The video progress bar has not moved."
}
→ trigger retry with CDP grounding
One subtle failure mode we discovered: Gemini sometimes issues multiple function calls in rapid succession. "Focus Terminal, then type go vet ./..., then press Enter." If these execute in parallel, go vet might get typed into the wrong window because focus_app hasn't completed yet.
The pendingFC mechanism solves this with strict sequential execution:
Gemini sends FC calls → queued in pendingFC
Gateway sends step 1 to client
Client executes, captures verification screenshot
Gateway confirms step 1 → sends step 2
Repeat until queue is empty
No step starts until the previous step's verification passes. This adds latency (~200ms per step for verification) but eliminates an entire class of race condition bugs.
The most impactful design decision wasn't technical — it was UX. VibeCat narrates every step through the overlay panel:
🔍 Reading screen...
📋 Planning 3 steps
▶️ Step 1/3: Focusing Terminal [AX]
⚠️ Retrying Step 1 — switching to CDP
✅ Step 1/3: Terminal focused
▶️ Step 2/3: Typing command...
Users who watched VibeCat fail silently reported it as "broken." Users who watched the same failure with narration reported it as "working through a problem." Same outcome, completely different perception.

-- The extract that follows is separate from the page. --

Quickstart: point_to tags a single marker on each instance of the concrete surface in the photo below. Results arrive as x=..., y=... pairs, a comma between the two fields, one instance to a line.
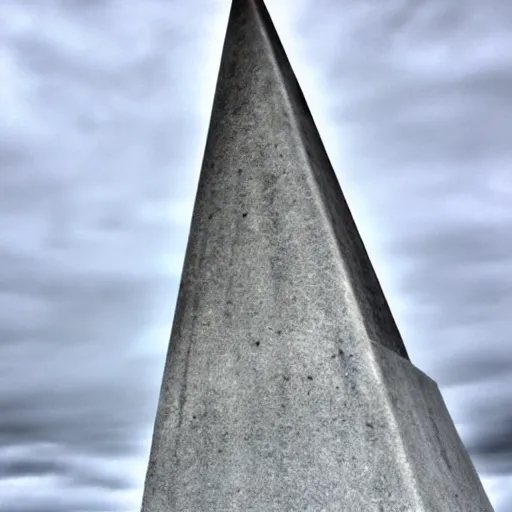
x=287, y=386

The seven processing stages (analyzing_command, planning_steps, executing_step, verifying_result, retrying_step, completing, observing_screen) each have localized labels in English, Korean, and Japanese. The overlay shows a grounding source badge (AX / Vision / Hotkey / System) so you always know how VibeCat is interacting with your screen.
After implementing self-healing, our end-to-end success rates across 50 test runs:
Scenario
Without healing
With healing
YouTube Music play
62%
94%
Code comment enhancement
88%
100%
Terminal go vet
91%
100%
The remaining 6% failure on YouTube Music is almost entirely due to network latency — the page hasn't finished loading when VibeCat tries to click. A simple "wait for page ready" check would probably push it to 98%+.
Self-healing isn't about being clever. It's about being systematic. Catalog your failures, build a fallback chain, verify every step, and tell the user what's happening. The hard part isn't the retry logic — it's the verification. Without reliable post-action verification, you're just clicking blindly and hoping.
And narrate everything. Always narrate everything. Silent AI feels broken. Transparent AI feels collaborative.